• Effects of Sewage Sludge on Yield and Quality of Wheat Grain and Straw in an Arid Environment

      Day, A. D.; Thompson, R. K.; Swingle, R. S.; Department of Plant Sciences, University of Arizona; Department of Animal Sciences, University of Arizona (University of Arizona (Tucson, AZ), 1987)

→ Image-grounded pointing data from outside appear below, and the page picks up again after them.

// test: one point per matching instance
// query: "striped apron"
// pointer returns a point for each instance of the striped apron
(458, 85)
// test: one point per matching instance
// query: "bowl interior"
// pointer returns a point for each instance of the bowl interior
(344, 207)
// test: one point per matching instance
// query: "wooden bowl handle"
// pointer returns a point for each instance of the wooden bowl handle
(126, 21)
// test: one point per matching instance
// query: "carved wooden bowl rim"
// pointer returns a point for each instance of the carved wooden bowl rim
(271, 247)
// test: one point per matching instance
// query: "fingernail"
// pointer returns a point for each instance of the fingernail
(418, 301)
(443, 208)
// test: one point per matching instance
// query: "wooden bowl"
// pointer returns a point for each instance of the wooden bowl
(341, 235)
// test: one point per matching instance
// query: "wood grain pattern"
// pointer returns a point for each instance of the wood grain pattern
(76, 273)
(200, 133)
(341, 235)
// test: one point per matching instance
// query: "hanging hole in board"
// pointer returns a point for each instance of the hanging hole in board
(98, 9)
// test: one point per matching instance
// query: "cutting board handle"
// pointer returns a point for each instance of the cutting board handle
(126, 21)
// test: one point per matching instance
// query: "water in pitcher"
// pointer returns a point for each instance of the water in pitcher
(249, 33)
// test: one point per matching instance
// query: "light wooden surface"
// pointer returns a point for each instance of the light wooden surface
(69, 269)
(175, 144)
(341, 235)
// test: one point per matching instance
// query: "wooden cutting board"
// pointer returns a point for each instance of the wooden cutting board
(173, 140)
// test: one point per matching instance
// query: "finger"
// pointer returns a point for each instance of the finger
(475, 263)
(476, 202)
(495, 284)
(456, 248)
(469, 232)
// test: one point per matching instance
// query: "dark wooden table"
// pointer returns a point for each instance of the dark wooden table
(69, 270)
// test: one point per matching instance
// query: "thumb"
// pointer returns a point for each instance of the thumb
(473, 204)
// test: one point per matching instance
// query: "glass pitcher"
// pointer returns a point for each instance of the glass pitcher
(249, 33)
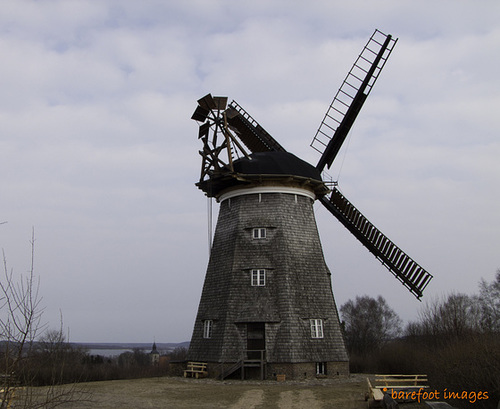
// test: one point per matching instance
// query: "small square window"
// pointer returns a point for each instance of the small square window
(316, 328)
(258, 277)
(259, 233)
(320, 368)
(207, 328)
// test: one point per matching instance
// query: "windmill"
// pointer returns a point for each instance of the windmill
(267, 304)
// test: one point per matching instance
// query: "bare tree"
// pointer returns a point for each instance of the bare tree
(20, 326)
(489, 304)
(369, 323)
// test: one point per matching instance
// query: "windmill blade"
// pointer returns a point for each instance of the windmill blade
(350, 97)
(255, 138)
(414, 277)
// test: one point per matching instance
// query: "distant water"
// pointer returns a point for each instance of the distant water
(114, 350)
(111, 353)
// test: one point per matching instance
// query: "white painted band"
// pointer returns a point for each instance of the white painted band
(267, 189)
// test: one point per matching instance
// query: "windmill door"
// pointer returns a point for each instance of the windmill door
(256, 340)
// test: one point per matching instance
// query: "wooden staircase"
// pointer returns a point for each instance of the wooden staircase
(258, 362)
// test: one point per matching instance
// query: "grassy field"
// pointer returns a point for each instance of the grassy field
(168, 392)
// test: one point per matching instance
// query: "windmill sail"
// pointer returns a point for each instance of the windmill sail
(255, 138)
(413, 276)
(350, 97)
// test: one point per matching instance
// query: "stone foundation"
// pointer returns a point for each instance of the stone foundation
(292, 371)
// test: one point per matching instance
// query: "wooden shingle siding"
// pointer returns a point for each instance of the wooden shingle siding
(297, 287)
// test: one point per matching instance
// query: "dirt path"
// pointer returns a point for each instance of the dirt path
(181, 393)
(299, 400)
(249, 400)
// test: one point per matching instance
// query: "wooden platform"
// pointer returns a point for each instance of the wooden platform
(386, 384)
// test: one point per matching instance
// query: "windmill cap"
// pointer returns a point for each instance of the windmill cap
(276, 163)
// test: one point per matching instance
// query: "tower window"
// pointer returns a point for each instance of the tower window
(207, 328)
(259, 233)
(258, 277)
(316, 328)
(320, 368)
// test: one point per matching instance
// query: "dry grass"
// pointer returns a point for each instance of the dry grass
(167, 392)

      A 6-year experiment (1978) through 1983) was conducted at the Mesa Agricultural Center, Mesa Arizona, U.S.A. to study the effectiveness of dried sewage sludge as a fertilizer source for the production of grain and straw from 'Zaragoza' wheat (Triticum aestivum L.). Three fertilizer treatments were applied each year before planting on a laveen loam soil, a member of the coarse-loamy, mixed, hyperthermic Typic Calciorthids. The treatments consisted of: (1) suggested rates of nitrogen (N), phosphorus (P), and potassium (K) in Arizona-160, 81, and 0 kg ha⁻¹ of N, P₂O₅, and K₂O; respectively; (2) 10 Mg ha⁻¹ of dried sewage sludge to supply N in amounts equal to the suggested rate; and (3) inorganic fertilizer to provide N, P, and K in amounts equal to those applied in the sewage sludge-160, 310, and 36 Kg ha⁻¹ of N, P₂O₅ and K₂O; respectively. Average number of days from planting to harvest, plant height, grain yield, grain volume-weight, and grain/straw ratio were similar for wheat grown with all fertilizer treatments. In vitro dry matter disappearance (IVDMD) and total protein concentration in wheat grain were similar for all fertilizer treatments. In vitro dry matter disappearance and total protein concentrations in wheat straw grown with sewage sludge alone were higher than they were in straw from wheat grown with suggested N, P, and K from commercial fertilizer. Wheat grain and straw from all fertilizer treatments contained relatively low concentrations of cadmium, zinc, copper, lead and nickel. Concentrations of N, P, K, Na and total soluble salts were higher in soil fertilized with dried sewage sludge for 6 years than they were in the original soil.